Fraglich ist auch, ob die mehrheitlich sunnitische Bevölkerung Mossuls überhaupt von schiitischen Milizen befreit werden will. In einer Studie, die Anfang des Jahres von dem irakischen Institut IIACSS telefonisch unter 120 Bewohnern der vom IS besetzten Metropole durchgeführt wurde, erklärten 74 Prozent, dass sie nicht ausschließlich von der schiitisch dominierten Armee befreit werden wollen. Von schiitischen Milizen oder Kurden wollten sogar alle 120 Befragten nicht befreit werden.

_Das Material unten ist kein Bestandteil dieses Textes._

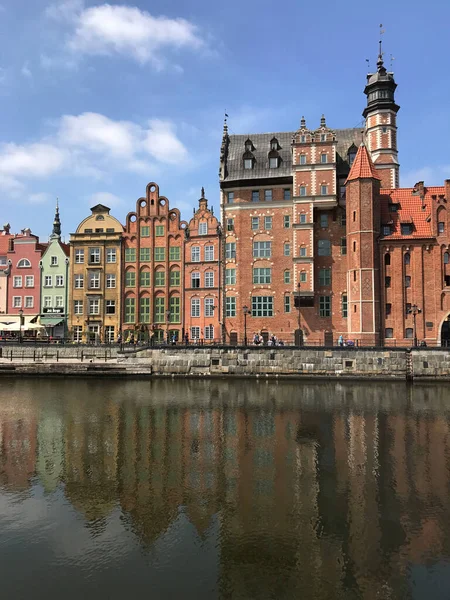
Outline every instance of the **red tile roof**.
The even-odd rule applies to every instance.
[[[352,181],[353,179],[381,179],[373,166],[367,148],[363,144],[358,148],[347,181]]]
[[[431,208],[433,195],[444,194],[445,188],[425,187],[425,197],[422,202],[420,196],[413,196],[414,188],[398,188],[381,190],[381,224],[390,225],[391,235],[382,235],[385,240],[433,238],[431,232]],[[389,204],[398,204],[398,211],[391,212]],[[409,235],[402,235],[401,223],[413,223],[413,231]]]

Iraks Sunniten sitzen zwischen den Stühlen: Viele lehnen einerseits den "Islamischen Staat" ab. Gleichzeitig fürchten sich aber viele vor den vermeintlichen Befreiern – schiitisch dominierten Einheiten der Sicherheitskräfte und schiitischen Milizen.

Die zeigen sich davon unbeeindruckt: Hadi Amira, Anführer der Badr-Organisation, einer proiranischen Miliz, sagte angesprochen auf den Kampf um Mossul: "Wir werden definitiv daran teilnehmen." (Stefan Binder, 4.9.2016)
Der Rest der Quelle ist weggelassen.